Sentence against police officer charged with Abu Zaabal deaths reduced

Khanka Misdemeanor Court has reduced the prison sentence handed to a police officer for his responsibility in the deaths of 37 detainees in a prisoner transfer vehicle outside Abu Zaabal prison in 2013.

The court reduced the sentence against deputy chief officer of Heliopolis Police Station, Lieutenant Colonel Amr Farouk, from 10 to five years.

The court also ruled in support of existing one-year suspended sentences against three other officers accused in the Abu Zaabal incident.

The prosecution had listened to the testimonies of seven defendants who survived the incident, as well as the testimonies of 40 officers and members of the forensics team. The prosecution also heard from an expert from the Ministry of Justice, who stated that the truck was spacious enough for 24 detainees and definitely not equipped or big enough to carry 45 detainees.

In 2013, Lieutenant Colonel Amr Farouk received a 10-year sentence alongside three other officers, who received one-year suspended sentences for the deaths of 37 prisoners close to Abu Zaabal.

The prisoners suffocated inside the police truck when a tear gas canister was fired inside it. The detainees had already been inside the vehicle for several hours without food or water. The colonels alongside the three other officers were accused of negligence, as well as seriously breaching their duties to maintain the safety of citizens.

According to Ministry of Interior statements at the time, the detainees — supposedly all Muslim Brotherhood inmates — were killed during an attempt to escape from the convoy as it transferred them to Abu Zaabal prison.

In 2014, Khanka Misdemeanor Court annulled the sentence against Farouk and referred the case back to prosecution for further investigations.

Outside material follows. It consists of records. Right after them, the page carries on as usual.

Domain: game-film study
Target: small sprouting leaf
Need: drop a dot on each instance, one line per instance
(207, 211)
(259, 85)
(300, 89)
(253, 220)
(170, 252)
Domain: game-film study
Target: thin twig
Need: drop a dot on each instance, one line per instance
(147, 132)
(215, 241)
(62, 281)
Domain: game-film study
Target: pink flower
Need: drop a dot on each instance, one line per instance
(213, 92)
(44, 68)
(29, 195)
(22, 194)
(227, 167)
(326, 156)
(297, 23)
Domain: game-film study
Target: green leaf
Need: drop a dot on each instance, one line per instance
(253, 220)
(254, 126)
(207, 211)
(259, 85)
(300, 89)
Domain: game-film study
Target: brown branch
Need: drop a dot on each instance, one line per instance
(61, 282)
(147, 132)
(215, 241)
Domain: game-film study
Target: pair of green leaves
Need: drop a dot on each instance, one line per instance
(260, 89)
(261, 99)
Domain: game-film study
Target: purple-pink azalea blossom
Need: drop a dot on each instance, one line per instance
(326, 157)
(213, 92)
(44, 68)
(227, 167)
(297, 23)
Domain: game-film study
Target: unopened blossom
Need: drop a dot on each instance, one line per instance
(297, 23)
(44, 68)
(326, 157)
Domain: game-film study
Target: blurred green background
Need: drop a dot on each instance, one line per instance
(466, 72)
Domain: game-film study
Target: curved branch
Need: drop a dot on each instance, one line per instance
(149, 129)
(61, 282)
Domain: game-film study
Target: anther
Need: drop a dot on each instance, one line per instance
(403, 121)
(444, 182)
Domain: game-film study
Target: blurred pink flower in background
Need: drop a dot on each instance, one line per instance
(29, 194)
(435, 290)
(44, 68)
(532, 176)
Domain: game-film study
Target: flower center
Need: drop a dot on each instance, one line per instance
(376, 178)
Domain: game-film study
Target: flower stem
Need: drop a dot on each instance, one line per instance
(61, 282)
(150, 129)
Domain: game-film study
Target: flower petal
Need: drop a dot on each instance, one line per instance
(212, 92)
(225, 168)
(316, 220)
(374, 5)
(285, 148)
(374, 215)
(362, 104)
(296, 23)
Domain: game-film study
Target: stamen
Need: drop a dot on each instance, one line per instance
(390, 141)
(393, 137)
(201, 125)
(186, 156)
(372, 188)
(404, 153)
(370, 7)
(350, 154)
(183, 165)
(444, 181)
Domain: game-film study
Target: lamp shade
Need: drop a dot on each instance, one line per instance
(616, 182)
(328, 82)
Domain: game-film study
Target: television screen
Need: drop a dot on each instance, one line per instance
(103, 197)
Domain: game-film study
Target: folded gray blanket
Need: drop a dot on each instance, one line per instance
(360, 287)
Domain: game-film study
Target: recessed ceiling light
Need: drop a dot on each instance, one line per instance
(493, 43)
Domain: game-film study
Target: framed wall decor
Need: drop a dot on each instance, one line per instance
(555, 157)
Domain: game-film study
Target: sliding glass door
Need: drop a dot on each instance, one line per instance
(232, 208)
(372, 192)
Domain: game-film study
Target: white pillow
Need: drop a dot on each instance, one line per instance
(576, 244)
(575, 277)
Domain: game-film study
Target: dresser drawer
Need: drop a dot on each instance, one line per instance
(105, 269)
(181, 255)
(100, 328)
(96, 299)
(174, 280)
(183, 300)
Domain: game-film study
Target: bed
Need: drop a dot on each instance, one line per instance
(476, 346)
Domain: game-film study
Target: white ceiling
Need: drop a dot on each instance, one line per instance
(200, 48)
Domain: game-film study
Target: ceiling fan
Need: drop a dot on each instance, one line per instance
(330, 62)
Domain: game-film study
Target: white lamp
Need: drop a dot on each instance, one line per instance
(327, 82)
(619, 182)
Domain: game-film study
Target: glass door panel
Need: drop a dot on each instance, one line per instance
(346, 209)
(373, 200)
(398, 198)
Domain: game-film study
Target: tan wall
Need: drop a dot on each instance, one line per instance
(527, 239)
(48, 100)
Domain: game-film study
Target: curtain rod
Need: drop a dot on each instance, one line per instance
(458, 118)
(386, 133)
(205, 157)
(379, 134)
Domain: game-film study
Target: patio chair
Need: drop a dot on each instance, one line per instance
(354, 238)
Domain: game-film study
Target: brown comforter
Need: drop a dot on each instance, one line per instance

Last December, a phone call between Defense Minister for Constitutional and Legal Affairs, Mamdouh Shahin, and Abbas Kamel from the Presidency’s office, was leaked. In the confidential phone call, Shahin promises Kamel that he will step in and speak to the judge presiding over the controversial case.

The leaked call was then broadcast on a Brotherhood-affiliated satellite channel.